Endocrine Abstracts

There are two issues: i) dopamine agonist (DA) safety for mother and baby, and ii) risk of oestrogen-induced prolactinoma enlargement. Bromocriptine (BC) and Cabergoline (CAB) are both safe for ovulation induction but the safety database is larger for BC (6239 pregnancies) than for CAB (789). Neither drug causes increases in miscarriage, premature delivery, multiple births or congenital malformations, compared to data for normal pregnancy. Risk of symptomatic tumour enlargement during pregnancy depends on prolactinoma size and its responsiveness to DA therapy before pregnancy. For micro prolactinoma the risk is only 2%. For untreated macro prolactinoma, the risk is ∼20% but the figure is probably ∼10% for DA-responsive tumours treated medically for at least 6 months before conception. DA-induced tumour fibrosis may limit early reexpansion.

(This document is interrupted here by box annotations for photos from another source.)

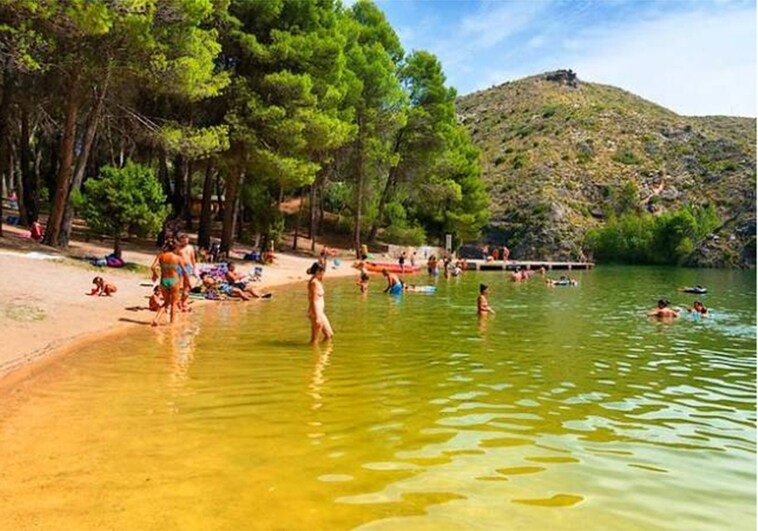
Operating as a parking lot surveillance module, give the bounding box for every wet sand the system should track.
[0,236,357,380]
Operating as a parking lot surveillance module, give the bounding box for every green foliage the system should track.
[611,148,642,165]
[74,161,168,253]
[585,206,720,265]
[382,225,426,246]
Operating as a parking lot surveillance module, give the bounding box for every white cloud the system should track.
[566,9,756,116]
[472,5,757,116]
[460,0,549,48]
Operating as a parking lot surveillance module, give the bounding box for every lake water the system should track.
[0,267,756,530]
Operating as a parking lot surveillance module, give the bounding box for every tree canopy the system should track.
[0,0,487,251]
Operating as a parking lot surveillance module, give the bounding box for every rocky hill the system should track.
[458,70,756,266]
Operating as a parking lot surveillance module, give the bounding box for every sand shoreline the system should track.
[0,246,357,387]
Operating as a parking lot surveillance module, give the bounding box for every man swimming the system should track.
[647,299,679,319]
[476,284,495,315]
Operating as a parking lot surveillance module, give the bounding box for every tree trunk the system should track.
[353,116,365,258]
[216,171,226,220]
[158,150,174,200]
[221,172,244,253]
[368,128,405,242]
[19,105,39,226]
[45,76,79,245]
[368,166,397,242]
[183,161,192,231]
[0,71,15,236]
[171,155,185,218]
[58,76,110,247]
[308,184,318,251]
[197,161,214,249]
[113,233,121,258]
[292,193,305,251]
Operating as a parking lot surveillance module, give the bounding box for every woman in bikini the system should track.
[306,262,334,344]
[152,238,190,326]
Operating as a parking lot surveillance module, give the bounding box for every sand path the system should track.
[0,238,357,378]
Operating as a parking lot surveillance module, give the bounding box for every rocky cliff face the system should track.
[458,70,756,267]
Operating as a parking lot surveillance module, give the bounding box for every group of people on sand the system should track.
[426,255,468,278]
[149,234,271,326]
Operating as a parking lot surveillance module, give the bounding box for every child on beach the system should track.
[476,284,495,315]
[90,277,118,297]
[151,238,190,326]
[178,234,197,312]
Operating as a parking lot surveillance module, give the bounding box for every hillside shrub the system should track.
[585,206,721,265]
[611,148,642,165]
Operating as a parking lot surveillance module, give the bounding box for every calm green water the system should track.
[0,268,756,530]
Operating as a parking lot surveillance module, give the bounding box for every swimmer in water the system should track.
[306,262,334,344]
[382,269,403,295]
[647,299,679,319]
[358,262,371,293]
[687,301,708,317]
[476,284,495,315]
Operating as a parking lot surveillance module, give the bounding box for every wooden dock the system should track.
[466,260,595,271]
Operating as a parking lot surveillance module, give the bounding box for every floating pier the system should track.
[466,260,595,271]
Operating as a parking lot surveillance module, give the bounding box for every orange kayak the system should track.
[366,261,421,275]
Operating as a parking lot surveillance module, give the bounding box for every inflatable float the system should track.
[366,261,421,275]
[682,286,708,295]
[405,286,437,293]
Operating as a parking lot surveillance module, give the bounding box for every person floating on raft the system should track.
[647,299,679,320]
[687,301,708,317]
[681,284,708,295]
[545,275,579,286]
[382,269,403,295]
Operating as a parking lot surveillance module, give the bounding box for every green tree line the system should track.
[0,0,487,258]
[586,205,721,265]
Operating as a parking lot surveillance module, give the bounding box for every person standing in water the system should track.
[382,269,403,295]
[306,262,334,344]
[476,284,495,316]
[152,238,190,326]
[687,301,708,316]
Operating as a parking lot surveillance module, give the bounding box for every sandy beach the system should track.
[0,227,357,380]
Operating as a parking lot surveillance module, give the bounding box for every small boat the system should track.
[366,261,421,275]
[682,286,708,295]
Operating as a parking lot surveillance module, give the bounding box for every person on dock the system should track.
[151,238,190,326]
[306,262,334,344]
[647,299,679,320]
[382,269,403,295]
[476,284,495,316]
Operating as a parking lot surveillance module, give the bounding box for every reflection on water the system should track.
[0,268,756,529]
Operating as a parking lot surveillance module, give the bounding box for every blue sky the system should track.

Management: For patients with micro prolactinoma, DA can be safely stopped when pregnancy is confirmed. Formal visual fields and serum PRL measurements are unnecessary. Breast feeding can be encouraged and up to one-third of tumours remit after pregnancy. For patients with macro prolactinoma, DA should be used for 6–12 months before conception is attempted. If post-treatment MRI shows intrasellar tumour, DA can be stopped when pregnancy is confirmed; fewer than 10% develop symptomatic enlargement (for which DA therapy can be restarted, usually with BC). If significant extrasellar tumour persists, either debulking surgery before pregnancy or continued DA therapy throughout pregnancy can be considered. The safety data for BC and CAB usage throughout pregnancy are broadly reassuring but experience remains limited. Visual fields should be monitored every 1–3 m and MRI reserved for those with symptoms of tumour enlargement.

Recommended reading: Lebbe M et al, Clin Endocrinol (2010), 73:236 (outcome of 100 cabergoline-initiated pregnancies). Molitch ME. Prolactinoma in pregnancy. Best Pract Res Clin Endocrinol Metab (2011), 25:885 (comprehensive review).